By Dave Place, J.D. – Vice President & Director of Lien Resolution
The uncertainty that exists regarding a self-funded ERISA plan’s ability to refuse reduction of their claim based upon equitable principles can be used to increase your client’s net recovery. A gray area was created in ERSIA healthcare subrogation and reimbursement rights by the 11th Circuit’s April 2010 ruling in Zurich American Insurance Co. v. O’Hara. This opinion stated that with proper language an ERISA qualified health plan could avoid the “common fund” doctrine. (See also, Admin. Comm. of Wal–Mart Stores, Inc. Associates’ Health & Welfare Plan v. Shank, 500 F.3d 834 (8th Cir.2007); Administrative Committee of Wal–Mart Stores, Inc. Assocs.’ Health & Welfare Plan v. Varco, 338 F.3d 680 (7th Cir.2003); Bombardier Aerospace Employee Welfare Benefits Plan v. Ferrer, Poirot and Wansbrough, 354 F.3d 348 (5th Cir.2003). Normally this doctrine would require the plan to reduce their recovery to reflect the attorney fees that were incurred to create the “common fund” from which both the plaintiff and the self-funded ERSIA plan recover their monies. For example if the injured plaintiff must pay a 33.3% contingency fee to his attorney for his efforts in obtaining the settlement or award, then the self-funded ERISA plan’s recovery should also be reduced by this percentage.
The gray area surfaced four months after Zurich American Insurance Co. v. O’Hara when the 3rd Circuit ruled in U.S. Airways v. McCutchen that despite plan language to the contrary “US Airways’ claim for reimbursement under § 502(a)(3) of ERISA is subject to equitable limitations”. This gray area intensified in late June 2012 when the 9th Circuit weighed in on the side of the 3rd Circuit and ruled in CGI Technolgies v. Rose that a Court in Equity cannot have its powers limited by contract. Therefore CGI Technologies’ attempt to have Ms. Rose contract away the equitable principles of “common fund” and “made whole” was not permissible. At this point the gray area deepened into a full split in the Circuits and on the following Monday the U.S. Supreme Court granted a writ of certiorari in U.S. Airways v. McCutchen.

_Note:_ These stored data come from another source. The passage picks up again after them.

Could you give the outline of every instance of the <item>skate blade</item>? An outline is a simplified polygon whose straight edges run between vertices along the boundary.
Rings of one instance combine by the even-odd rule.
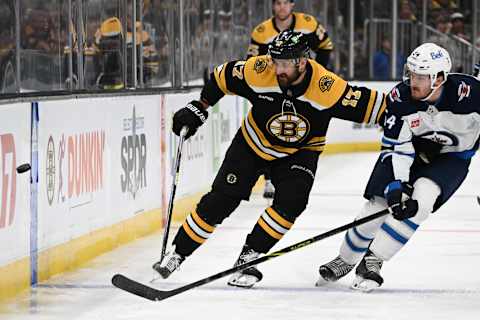
[[[377,289],[380,287],[380,285],[370,279],[364,279],[360,276],[357,276],[355,280],[352,283],[352,289],[357,290],[357,291],[362,291],[365,293],[372,292],[373,290]]]
[[[330,283],[333,283],[333,281],[328,281],[325,278],[323,278],[322,276],[320,276],[320,277],[318,277],[317,282],[315,282],[315,287],[323,287],[323,286],[326,286]]]
[[[228,280],[227,284],[233,287],[250,289],[258,281],[259,280],[257,277],[251,276],[249,274],[235,274],[230,278],[230,280]]]

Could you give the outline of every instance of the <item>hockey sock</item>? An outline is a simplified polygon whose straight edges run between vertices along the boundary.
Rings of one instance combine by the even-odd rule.
[[[194,210],[175,236],[175,251],[182,256],[189,256],[213,233],[215,227],[209,225]]]
[[[267,253],[292,226],[293,221],[268,207],[247,236],[247,244],[257,252]]]
[[[385,199],[374,197],[365,203],[357,219],[374,214],[385,208],[387,208]],[[381,217],[347,231],[340,247],[340,257],[343,261],[348,264],[356,264],[362,259],[384,219],[385,217]]]

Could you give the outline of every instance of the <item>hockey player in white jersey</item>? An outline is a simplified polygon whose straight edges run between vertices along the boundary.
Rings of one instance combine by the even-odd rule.
[[[320,266],[317,286],[337,281],[358,262],[352,288],[368,292],[381,286],[383,262],[465,180],[479,146],[480,82],[449,74],[451,66],[448,52],[433,43],[408,57],[403,82],[390,92],[380,121],[382,151],[357,219],[387,206],[394,213],[348,230],[339,256]]]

Now that this question about the superiority of plan language over equitable principles is before the Supreme Court, it is the perfect time to turn this gray area of case law into green for your injured client. Before the week wherein CGI Technolgies v. Rose was decided and U.S. Airways v. McCutchen was granted certiorari, the recovery vendors for the self-funded ERISA groups thought themselves immune to equitable defenses. They would direct any plaintiffs’ counsel or plan participant to the 5th, 7th, 8th and 11th Circuits when asked for reduction based upon “common fund” or “made whole”. Those same vendors and recovery agents would counter the power of the 3rd Circuit’s ruling in U.S. Airways v. McCutchen by saying that was only law in one Circuit. Things have changed and so should the plaintiff lawyer’s negotiation tactics.

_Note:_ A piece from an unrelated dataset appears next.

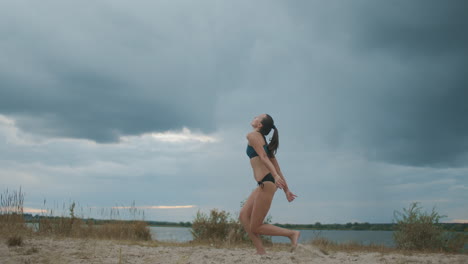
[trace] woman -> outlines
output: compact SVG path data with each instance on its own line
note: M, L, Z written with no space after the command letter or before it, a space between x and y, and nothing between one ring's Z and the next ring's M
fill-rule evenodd
M281 173L278 161L275 158L278 149L278 129L275 127L273 118L267 114L255 117L251 123L253 131L247 134L247 155L254 172L258 187L245 202L239 214L239 220L245 231L252 239L257 254L266 254L260 235L284 236L291 240L293 249L297 246L299 231L284 229L274 225L264 224L263 220L270 210L271 201L278 188L286 194L289 202L297 197L288 188L286 180ZM274 130L269 144L265 136Z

When attempting to obtain a reduction for your client be sure to raise the fact that Supreme Court is considering overriding express plan language with traditional equitable principles. The self-funded groups and their recovery vendors are well aware that U.S. Airways v. McCutchen has been granted certiorari and that the influential 9th Circuit has articulated support for this position in CGI Technolgies v. Rose. Though they are aware of the status of these cases, they are more keenly aware that time may be running out for their practice of recovering 100% of their claim without regard to equity. It is essential that a plaintiff‘s attorney place the self-funded ERISA plan or its agent on notice that they are also aware of this potential for significant shift in the power paradigm.
Plaintiff’s counsel should articulate that any demand by the self-funded ERISA qualified health plan for a 100% repayment without regard to equitable principles, especially “common fund” is a gamble. It is key for the plaintiff’s attorney to remember that neither the self-funded ERISA group nor their recovery vendor has a business model based upon litigation. The ERISA subrogation and reimbursement recovery business model is dependent on negotiation and compromise. You should stress the time value of money to the ERISA group or its agent. A two-thirds repayment today is better than a two-thirds repayment next summer. This old concept is strengthened by the argument that by next summer it may very well be the law that the maximum a self-funded ERISA plan would be entitled to is less than two-thirds.
Uncertainty in how the U.S. Supreme Court will decide U.S. Airways v. McCutchen has created insecurity on the part of self-funded ERISA plans already. The plaintiffs’ bar needs to leverage this uncertainty and insecurity into large reductions for their injured clients.